The florist came over to me and asked what I would like. I don't know yet, I said. Some lilies, perhaps? she suggested. Startled, since lilies are among my favorite flowers, my eyes went to them, on the second tier of shelves, above the roses; there were yellow ones, and orange, pink, and further over to the right, white and some dark shades. How much are they per stem? I asked. Six dollars, she said, and I said fine, I'd like one stem of the white and one of the dark red. She nodded and opened the door and carefully chose and removed two stems, and then asked, would you like them like this, or with some greens? With some greens, I said. She was already bending down looking at the choice of greenery in another section of buckets, and I moved closer, away from the counter, to tell her no asparagus fern, no baby's breath please, but she had already pulled out a single long frond, like the leaf of a sanseviaria, and was holding it away from her body, in back of the lilies which she held tightly together in one hand. She glanced at me. I gave a slight nod and smiled, and instinctively stepped back. She pulled out another broad oval leaf, of darkest green, and two branches with smaller oval leaves that she placed on a low table. Holding the lilies and long leaf in place with one hand, she doubled the dark leaf, curling its point back against the other gathered stems; again she paused to consider her decision. Then she cut two smaller branches from the ones on the table, and held them on the opposite side from the doubled leaf.

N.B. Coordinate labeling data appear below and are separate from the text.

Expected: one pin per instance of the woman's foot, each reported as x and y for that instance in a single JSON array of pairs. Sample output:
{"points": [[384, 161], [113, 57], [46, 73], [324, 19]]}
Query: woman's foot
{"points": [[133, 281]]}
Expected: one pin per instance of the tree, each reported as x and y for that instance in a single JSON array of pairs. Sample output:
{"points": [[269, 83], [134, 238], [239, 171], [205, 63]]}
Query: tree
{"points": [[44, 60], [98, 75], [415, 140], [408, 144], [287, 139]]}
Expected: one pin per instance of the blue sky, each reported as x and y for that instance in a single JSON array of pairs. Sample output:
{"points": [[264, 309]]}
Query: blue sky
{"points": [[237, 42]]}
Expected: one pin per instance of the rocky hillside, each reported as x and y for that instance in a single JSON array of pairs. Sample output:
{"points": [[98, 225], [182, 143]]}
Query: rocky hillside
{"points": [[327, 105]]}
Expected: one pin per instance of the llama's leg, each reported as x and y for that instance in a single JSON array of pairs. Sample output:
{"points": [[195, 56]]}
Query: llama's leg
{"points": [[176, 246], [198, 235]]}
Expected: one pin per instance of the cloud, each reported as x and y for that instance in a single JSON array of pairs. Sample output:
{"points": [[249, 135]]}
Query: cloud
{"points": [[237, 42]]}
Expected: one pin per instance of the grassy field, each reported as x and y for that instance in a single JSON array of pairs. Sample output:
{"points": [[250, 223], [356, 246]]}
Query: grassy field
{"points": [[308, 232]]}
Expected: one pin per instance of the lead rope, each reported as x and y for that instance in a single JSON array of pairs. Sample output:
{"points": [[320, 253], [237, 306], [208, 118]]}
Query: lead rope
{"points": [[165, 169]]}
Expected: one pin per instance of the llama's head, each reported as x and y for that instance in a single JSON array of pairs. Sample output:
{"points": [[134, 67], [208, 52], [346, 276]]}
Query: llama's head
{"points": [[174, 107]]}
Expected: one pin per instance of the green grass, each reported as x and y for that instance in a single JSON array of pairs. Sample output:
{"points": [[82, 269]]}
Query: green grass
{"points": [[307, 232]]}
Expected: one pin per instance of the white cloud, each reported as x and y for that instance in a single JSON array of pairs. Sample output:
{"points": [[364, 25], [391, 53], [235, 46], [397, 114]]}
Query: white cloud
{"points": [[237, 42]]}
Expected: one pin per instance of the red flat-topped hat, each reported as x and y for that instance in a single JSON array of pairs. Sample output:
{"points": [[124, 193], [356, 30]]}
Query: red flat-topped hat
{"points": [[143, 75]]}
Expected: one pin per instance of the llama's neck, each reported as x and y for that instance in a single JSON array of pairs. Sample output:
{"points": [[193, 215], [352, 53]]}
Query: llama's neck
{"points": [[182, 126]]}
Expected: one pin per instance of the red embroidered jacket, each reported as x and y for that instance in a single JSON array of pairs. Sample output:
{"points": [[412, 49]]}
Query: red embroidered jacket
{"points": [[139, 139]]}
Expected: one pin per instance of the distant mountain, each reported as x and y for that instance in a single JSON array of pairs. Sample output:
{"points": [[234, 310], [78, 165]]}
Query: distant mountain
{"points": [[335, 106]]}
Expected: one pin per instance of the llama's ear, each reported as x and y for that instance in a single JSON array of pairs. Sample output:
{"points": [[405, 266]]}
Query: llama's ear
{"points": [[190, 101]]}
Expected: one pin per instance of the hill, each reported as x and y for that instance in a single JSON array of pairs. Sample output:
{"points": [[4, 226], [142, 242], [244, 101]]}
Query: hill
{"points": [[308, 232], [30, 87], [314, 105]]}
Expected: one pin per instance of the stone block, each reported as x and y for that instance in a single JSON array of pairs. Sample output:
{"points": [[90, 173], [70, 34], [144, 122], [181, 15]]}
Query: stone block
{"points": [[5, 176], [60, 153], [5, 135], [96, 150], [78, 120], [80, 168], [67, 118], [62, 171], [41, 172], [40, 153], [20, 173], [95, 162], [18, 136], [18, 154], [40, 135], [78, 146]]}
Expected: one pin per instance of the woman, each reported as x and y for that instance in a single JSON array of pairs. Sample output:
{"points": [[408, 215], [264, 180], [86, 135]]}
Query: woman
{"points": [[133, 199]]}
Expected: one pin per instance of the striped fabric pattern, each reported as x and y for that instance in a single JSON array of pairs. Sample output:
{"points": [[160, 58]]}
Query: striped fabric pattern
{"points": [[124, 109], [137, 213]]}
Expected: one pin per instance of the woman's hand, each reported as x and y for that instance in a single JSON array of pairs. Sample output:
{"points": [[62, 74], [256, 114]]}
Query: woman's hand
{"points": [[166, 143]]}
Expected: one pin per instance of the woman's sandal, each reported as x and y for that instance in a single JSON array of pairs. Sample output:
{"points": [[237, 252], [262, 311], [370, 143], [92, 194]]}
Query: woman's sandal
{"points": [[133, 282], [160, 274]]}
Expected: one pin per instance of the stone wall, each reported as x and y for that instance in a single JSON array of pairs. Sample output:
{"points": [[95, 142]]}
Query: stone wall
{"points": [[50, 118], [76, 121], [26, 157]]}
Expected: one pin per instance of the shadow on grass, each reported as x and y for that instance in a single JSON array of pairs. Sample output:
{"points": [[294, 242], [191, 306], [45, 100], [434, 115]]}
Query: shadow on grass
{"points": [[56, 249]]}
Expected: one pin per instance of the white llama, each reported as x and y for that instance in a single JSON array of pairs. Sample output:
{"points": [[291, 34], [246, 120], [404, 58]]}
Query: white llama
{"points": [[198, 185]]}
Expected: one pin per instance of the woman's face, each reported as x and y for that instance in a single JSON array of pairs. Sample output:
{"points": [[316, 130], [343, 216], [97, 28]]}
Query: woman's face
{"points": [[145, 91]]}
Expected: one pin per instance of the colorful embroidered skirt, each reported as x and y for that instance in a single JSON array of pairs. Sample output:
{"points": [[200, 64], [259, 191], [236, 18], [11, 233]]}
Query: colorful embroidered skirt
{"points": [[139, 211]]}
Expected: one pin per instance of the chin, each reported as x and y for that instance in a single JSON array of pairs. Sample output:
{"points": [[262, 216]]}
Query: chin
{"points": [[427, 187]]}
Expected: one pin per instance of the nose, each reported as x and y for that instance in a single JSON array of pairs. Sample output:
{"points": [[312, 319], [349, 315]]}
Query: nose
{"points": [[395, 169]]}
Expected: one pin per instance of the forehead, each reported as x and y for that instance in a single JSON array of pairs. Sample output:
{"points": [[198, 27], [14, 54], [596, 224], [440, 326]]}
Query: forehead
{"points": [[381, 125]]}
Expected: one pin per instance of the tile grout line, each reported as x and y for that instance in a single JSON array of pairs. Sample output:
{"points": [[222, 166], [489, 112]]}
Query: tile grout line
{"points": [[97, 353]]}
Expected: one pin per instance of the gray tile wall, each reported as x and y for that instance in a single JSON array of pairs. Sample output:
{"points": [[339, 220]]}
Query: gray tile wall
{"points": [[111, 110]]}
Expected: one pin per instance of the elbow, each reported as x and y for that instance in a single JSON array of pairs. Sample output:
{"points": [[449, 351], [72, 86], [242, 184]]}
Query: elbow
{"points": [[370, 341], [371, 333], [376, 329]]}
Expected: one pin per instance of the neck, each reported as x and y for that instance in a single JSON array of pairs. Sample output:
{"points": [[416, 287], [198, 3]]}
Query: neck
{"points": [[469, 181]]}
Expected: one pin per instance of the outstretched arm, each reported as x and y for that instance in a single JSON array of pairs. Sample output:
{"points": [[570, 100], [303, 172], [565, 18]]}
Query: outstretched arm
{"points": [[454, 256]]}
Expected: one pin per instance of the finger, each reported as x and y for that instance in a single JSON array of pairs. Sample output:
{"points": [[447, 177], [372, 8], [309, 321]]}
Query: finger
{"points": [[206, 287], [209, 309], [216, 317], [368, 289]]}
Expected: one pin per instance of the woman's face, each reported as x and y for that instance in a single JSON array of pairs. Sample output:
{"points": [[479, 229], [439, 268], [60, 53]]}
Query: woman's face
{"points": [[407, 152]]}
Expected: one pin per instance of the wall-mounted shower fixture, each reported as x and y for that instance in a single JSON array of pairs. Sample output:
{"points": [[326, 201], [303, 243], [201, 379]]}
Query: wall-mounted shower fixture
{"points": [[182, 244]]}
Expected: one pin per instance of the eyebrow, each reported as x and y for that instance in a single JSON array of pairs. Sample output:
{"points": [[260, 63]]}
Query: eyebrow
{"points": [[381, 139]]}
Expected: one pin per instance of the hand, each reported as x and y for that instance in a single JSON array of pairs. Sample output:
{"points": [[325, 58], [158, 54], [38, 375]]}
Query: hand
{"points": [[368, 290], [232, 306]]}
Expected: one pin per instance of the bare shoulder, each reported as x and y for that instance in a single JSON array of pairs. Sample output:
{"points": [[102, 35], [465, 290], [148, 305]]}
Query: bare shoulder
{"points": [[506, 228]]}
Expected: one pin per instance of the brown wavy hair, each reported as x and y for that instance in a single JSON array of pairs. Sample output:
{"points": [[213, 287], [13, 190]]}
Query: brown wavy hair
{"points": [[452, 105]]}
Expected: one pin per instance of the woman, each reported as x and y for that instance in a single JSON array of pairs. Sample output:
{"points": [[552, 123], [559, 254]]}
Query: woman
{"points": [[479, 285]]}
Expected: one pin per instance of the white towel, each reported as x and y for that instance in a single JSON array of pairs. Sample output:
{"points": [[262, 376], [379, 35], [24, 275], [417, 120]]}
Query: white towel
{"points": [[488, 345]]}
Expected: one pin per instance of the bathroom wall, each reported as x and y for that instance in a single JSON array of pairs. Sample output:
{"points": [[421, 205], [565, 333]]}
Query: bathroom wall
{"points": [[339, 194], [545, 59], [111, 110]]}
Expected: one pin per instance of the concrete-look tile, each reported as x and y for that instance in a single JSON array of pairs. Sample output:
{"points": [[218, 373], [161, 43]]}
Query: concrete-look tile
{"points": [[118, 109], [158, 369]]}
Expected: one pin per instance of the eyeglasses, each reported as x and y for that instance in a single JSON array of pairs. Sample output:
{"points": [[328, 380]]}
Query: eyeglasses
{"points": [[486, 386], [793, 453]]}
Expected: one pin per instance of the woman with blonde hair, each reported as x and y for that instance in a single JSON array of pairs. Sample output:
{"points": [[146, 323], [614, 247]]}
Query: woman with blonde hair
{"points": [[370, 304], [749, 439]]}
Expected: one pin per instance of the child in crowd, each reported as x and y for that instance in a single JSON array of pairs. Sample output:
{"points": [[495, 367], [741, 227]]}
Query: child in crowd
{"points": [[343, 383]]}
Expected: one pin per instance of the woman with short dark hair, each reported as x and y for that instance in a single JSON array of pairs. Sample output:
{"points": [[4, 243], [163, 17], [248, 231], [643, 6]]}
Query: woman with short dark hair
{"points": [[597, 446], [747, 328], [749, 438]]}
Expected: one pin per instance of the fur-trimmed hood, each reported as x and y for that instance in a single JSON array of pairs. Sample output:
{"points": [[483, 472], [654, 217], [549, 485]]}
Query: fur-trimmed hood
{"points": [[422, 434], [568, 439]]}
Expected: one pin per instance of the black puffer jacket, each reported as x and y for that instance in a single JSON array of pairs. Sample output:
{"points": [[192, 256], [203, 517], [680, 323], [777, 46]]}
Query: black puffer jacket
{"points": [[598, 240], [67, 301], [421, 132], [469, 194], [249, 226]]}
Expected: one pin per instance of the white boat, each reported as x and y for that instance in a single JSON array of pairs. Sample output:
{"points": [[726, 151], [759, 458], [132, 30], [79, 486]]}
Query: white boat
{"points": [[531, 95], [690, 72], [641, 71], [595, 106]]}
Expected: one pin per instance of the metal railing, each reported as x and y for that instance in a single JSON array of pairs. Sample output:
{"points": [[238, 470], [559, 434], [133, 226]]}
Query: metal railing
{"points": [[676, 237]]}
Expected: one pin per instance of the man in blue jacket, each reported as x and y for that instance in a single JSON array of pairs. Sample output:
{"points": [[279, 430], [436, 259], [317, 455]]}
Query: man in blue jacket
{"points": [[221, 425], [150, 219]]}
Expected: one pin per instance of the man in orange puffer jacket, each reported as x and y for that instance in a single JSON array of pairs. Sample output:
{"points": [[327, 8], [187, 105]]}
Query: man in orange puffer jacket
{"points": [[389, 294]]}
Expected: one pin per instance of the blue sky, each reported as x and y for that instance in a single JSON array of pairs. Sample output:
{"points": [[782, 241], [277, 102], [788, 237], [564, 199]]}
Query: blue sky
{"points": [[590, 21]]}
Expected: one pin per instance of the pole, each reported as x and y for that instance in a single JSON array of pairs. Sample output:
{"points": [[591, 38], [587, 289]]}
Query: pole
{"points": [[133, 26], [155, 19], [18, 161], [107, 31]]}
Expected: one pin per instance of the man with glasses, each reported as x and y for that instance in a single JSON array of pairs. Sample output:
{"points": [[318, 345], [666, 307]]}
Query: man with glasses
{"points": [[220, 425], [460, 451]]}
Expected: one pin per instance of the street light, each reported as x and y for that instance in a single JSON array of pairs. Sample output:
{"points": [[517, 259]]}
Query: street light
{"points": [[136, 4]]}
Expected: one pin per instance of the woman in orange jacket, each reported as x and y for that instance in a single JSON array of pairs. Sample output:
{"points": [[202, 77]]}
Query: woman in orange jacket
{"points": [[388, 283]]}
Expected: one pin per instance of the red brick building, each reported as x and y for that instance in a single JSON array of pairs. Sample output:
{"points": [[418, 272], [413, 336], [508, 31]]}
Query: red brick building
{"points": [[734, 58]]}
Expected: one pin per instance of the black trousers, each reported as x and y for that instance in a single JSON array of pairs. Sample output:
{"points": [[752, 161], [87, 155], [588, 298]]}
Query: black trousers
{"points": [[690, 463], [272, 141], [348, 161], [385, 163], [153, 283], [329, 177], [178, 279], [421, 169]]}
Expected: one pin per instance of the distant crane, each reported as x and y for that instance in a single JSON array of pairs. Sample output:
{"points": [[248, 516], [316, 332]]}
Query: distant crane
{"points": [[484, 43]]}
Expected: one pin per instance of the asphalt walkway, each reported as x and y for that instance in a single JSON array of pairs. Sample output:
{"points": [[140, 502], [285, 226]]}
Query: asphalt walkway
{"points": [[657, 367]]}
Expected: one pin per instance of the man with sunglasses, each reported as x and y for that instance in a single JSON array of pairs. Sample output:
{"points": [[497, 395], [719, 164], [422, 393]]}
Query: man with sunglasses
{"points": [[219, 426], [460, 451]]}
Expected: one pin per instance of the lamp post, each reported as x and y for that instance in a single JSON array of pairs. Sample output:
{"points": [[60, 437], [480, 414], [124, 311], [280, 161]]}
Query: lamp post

I watched, my breath slowing down, understanding now what I was being given. With her other hand she unrolled a length of fine greenish hemp, cut it, and tied the arrangement together, wrapping the twine for a distance of perhaps an inch and a half along the stems. She didn't look at me again for approval, and all of this was done quite slowly and deliberately. When all the stems had been secured, she held the arrangement away from her body again, and then quickly, deftly, tied the top of the long frond into a knot.
She moved to the main counter and placed the arrangement on a piece of delicate grass-green paper, not tissue, but something finer and impervious to water, and then enclosed all of it in transparent cellophane, stapled up the side, and gathered all of this below the blooms with a bow of dark green ribbon affixed with a gold sticker bearing the name of the shop. Then she slowly turned the bouquet to face me, looked up, and met my eyes with a very slight incline of her head. I smiled, nodded, and said thank you very much, it is extremely beautiful. She smiled then, very slightly, and I paid her and walked out into the sunshine.